«Amico Pencroff,» rispose l’ingegnere, ridendo «giusto o no, bisogna pur subire la situazione; ed ecco da che proviene questa particolarità. La terra non descrive un cerchio intorno al sole, bensì un’ellisse, come vogliono le leggi della meccanica razionale. La terra occupa uno dei fuochi dell’ellisse e, di conseguenza, a un certo punto del suo percorso, essa è al suo apogeo, vale a dire alla sua più grande lontananza dal sole, e a un’altra epoca al suo perigeo, cioè alla sua più breve distanza. Ora, precisamente durante l’inverno delle contrade australi, essa è al suo punto più lontano dal sole, e di conseguenza, nelle condizioni volute perché queste regioni soffrano i più grandi freddi. Contro tutto questo non c’è nulla da fare, e gli uomini, Pencroff, per quanto sapienti siano, non potranno mai cambiare alcunché nell’ordine cosmografico stabilito da Dio stesso.»
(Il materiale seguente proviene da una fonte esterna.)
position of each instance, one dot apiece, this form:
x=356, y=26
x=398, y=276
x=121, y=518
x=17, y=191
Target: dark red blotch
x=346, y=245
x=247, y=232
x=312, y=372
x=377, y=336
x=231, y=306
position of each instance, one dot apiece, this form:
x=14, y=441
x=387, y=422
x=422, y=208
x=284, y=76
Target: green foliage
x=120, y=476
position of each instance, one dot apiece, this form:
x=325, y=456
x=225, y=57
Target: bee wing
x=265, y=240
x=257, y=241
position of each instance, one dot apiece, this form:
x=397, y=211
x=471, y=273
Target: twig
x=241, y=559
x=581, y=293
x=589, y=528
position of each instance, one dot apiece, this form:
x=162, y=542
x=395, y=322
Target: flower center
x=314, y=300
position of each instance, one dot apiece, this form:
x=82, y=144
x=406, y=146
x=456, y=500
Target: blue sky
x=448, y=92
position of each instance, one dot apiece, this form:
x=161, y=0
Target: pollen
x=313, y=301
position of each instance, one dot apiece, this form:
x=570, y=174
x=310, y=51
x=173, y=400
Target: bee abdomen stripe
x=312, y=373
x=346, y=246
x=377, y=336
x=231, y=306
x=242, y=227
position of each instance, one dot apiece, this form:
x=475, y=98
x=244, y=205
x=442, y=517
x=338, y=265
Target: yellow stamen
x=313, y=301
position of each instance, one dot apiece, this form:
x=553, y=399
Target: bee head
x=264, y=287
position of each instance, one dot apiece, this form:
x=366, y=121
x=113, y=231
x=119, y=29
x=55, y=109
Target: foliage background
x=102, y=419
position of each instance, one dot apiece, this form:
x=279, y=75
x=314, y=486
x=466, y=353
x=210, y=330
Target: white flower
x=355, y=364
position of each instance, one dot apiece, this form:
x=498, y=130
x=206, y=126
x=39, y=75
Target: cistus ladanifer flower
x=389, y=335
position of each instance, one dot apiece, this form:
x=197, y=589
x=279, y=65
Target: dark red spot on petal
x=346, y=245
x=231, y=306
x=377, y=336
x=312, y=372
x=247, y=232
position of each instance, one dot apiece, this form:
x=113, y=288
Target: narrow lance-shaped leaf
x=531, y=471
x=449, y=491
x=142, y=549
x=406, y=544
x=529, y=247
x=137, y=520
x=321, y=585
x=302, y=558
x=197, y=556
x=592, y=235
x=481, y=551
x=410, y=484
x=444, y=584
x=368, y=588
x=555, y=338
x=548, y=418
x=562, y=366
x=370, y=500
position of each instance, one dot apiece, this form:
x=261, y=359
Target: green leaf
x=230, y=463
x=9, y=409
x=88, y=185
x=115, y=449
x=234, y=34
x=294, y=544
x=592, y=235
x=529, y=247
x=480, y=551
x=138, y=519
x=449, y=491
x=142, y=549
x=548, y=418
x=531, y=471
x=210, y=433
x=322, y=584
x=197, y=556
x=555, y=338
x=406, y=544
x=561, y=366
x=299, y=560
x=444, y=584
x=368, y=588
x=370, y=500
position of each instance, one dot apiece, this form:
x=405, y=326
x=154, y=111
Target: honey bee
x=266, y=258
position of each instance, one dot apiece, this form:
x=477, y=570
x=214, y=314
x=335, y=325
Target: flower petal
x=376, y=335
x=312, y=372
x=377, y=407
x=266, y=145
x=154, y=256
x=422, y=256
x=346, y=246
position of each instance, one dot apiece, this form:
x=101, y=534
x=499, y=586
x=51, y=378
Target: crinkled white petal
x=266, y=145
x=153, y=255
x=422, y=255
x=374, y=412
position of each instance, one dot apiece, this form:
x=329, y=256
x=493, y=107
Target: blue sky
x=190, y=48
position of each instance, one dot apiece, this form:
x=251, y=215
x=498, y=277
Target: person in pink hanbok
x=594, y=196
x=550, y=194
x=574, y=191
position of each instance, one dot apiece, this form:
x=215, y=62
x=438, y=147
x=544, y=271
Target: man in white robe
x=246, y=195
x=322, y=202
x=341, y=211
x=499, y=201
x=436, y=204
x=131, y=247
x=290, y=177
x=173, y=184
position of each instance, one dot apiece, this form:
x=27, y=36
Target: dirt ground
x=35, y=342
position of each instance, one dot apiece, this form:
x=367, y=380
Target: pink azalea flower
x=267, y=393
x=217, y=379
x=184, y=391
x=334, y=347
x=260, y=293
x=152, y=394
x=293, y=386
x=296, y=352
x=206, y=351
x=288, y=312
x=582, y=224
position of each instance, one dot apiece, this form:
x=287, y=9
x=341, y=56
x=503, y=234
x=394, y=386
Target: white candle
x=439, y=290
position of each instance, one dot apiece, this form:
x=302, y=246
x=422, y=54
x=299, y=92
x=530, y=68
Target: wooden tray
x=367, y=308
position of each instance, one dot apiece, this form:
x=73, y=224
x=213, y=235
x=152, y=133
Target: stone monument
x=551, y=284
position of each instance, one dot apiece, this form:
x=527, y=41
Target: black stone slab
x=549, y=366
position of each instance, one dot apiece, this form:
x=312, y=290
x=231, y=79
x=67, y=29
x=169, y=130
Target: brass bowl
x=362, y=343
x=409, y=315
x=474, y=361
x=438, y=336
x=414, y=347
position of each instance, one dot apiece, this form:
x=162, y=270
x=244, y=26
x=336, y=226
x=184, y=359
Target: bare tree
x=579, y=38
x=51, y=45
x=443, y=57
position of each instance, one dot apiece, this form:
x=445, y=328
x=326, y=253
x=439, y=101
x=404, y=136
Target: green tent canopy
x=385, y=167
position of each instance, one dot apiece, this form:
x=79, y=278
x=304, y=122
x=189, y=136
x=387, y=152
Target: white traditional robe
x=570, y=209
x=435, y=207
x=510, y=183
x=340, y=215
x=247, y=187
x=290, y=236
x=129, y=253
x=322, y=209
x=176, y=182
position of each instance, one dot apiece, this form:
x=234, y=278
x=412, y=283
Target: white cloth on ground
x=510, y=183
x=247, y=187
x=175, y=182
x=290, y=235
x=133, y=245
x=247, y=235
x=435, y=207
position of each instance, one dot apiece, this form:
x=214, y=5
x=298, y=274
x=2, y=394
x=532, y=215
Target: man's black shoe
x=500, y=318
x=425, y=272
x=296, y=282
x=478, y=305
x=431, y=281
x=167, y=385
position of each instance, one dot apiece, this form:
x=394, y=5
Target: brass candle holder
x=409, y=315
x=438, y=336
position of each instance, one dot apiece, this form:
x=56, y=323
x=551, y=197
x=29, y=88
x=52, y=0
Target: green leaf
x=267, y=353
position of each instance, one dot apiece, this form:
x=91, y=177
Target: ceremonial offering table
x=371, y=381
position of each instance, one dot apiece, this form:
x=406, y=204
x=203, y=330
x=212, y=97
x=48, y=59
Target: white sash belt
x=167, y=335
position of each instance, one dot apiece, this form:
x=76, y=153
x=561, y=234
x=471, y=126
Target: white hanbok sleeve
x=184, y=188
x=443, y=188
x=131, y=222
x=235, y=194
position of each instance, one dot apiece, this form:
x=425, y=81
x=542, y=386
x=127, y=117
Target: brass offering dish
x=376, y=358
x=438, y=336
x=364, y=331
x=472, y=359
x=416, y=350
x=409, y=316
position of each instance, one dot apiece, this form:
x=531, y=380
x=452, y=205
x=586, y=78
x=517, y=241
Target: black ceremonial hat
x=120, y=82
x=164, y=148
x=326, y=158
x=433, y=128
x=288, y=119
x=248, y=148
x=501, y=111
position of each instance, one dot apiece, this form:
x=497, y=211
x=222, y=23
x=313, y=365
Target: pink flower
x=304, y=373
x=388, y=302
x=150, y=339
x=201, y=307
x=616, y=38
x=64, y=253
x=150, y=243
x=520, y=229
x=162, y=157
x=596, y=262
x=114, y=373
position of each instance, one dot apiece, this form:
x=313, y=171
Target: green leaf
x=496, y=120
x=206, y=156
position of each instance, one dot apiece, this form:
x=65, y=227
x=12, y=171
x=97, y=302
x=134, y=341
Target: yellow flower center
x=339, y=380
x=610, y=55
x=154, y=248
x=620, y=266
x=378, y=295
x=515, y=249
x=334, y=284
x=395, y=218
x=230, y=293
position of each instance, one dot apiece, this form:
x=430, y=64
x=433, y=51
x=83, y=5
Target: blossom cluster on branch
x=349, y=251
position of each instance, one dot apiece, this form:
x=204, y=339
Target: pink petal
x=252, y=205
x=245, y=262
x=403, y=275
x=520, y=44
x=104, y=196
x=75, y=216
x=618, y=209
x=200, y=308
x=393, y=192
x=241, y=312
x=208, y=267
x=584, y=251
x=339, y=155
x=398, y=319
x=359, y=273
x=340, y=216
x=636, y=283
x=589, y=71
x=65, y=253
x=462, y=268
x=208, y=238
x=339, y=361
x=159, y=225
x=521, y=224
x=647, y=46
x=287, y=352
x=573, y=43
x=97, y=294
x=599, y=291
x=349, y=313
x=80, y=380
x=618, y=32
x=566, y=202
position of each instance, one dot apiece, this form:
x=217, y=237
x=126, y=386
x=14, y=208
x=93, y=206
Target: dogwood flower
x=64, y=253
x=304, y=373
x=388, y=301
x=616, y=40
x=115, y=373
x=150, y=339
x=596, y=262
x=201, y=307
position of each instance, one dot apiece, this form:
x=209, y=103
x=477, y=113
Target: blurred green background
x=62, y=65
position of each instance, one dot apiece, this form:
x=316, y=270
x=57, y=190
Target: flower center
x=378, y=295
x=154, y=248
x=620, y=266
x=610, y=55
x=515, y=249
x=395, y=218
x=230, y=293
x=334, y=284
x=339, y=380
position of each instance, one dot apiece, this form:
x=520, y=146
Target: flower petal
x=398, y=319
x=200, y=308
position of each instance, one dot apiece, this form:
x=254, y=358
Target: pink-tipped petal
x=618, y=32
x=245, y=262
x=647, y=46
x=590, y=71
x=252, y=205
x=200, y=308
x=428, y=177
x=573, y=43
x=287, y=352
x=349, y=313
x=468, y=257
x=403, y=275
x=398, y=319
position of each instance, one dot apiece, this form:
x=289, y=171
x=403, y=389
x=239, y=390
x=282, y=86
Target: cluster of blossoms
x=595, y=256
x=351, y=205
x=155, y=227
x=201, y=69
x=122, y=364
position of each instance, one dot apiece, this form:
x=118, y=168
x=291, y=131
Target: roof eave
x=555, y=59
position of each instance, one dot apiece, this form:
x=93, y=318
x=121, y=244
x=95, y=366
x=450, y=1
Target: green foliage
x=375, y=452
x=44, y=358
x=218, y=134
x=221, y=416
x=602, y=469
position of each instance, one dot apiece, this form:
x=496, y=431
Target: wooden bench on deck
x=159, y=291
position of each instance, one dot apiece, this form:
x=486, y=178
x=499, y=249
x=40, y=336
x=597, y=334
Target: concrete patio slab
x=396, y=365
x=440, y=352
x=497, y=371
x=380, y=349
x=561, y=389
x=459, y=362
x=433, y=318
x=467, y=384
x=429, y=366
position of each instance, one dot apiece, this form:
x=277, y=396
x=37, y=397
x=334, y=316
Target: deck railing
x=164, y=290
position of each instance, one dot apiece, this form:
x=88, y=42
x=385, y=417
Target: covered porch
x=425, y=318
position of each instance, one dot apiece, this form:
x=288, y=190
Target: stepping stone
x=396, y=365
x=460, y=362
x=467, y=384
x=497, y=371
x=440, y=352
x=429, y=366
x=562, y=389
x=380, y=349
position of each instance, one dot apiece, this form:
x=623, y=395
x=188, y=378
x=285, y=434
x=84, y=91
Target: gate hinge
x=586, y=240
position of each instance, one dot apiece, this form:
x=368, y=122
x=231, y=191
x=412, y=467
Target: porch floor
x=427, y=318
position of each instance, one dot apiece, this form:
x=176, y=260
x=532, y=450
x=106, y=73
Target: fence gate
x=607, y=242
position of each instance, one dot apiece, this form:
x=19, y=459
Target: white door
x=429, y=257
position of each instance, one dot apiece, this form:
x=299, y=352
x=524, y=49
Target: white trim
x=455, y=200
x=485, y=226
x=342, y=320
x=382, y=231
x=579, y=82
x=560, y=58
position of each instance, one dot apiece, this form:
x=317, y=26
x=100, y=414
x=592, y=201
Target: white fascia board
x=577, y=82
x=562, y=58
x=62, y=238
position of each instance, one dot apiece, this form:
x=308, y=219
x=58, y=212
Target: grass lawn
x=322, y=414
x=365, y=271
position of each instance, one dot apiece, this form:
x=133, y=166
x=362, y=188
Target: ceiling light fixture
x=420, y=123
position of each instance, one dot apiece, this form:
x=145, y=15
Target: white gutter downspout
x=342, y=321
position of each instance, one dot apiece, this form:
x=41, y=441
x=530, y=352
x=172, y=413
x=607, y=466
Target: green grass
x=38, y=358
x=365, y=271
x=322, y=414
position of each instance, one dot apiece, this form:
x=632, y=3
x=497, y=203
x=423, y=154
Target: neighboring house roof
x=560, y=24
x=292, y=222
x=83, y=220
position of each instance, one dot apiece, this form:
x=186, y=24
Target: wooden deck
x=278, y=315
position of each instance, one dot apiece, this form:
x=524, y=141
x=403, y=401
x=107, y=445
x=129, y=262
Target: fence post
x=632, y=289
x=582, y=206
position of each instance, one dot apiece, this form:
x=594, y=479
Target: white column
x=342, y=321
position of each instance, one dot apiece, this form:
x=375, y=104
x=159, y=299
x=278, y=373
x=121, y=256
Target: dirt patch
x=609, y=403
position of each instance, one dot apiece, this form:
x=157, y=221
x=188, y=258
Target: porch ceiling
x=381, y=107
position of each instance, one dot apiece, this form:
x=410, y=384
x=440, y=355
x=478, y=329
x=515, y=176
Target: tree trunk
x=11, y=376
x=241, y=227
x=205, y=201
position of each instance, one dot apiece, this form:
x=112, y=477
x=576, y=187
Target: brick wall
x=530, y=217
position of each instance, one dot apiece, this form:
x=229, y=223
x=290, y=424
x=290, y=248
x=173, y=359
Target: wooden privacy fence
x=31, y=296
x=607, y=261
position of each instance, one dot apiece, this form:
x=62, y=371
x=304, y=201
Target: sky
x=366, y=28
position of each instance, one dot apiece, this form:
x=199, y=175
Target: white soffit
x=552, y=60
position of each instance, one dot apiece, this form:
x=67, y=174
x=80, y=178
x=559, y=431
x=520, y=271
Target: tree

«Eppure,» soggiunse Pencroff, che mostrava una certa difficoltà a rassegnarsi «il mondo è tanto dotto! Che grosso libro, signor Cyrus, si potrebbe fare con tutto quello che si sa!»
«E che libro più grosso ancora con tutto quello che non si sa!» aggiunse Cyrus Smith.
Insomma, per una ragione o per l’altra, nel mese di giugno ricominciarono i freddi, con la loro consueta violenza, e i coloni furono molto spesso costretti a rimanere chiusi in GraniteHouse.
Ah! quella prigionia sembrava dura a tutti e forse più particolarmente a Gedeon Spilett.
«Vedi,» diss’egli un giorno a Nab «io ti farei donazione, mediante atto notarile, di tutte le eredità che mi spetteranno un giorno, se tu fossi un ragazzo abbastanza bravo per andare, non importa dove, ad abbonarmi a un giornale qualsiasi! Certo, quello che più manca alla mia felicità è di sapere tutte le mattine, quel ch’è accaduto altrove il giorno prima!»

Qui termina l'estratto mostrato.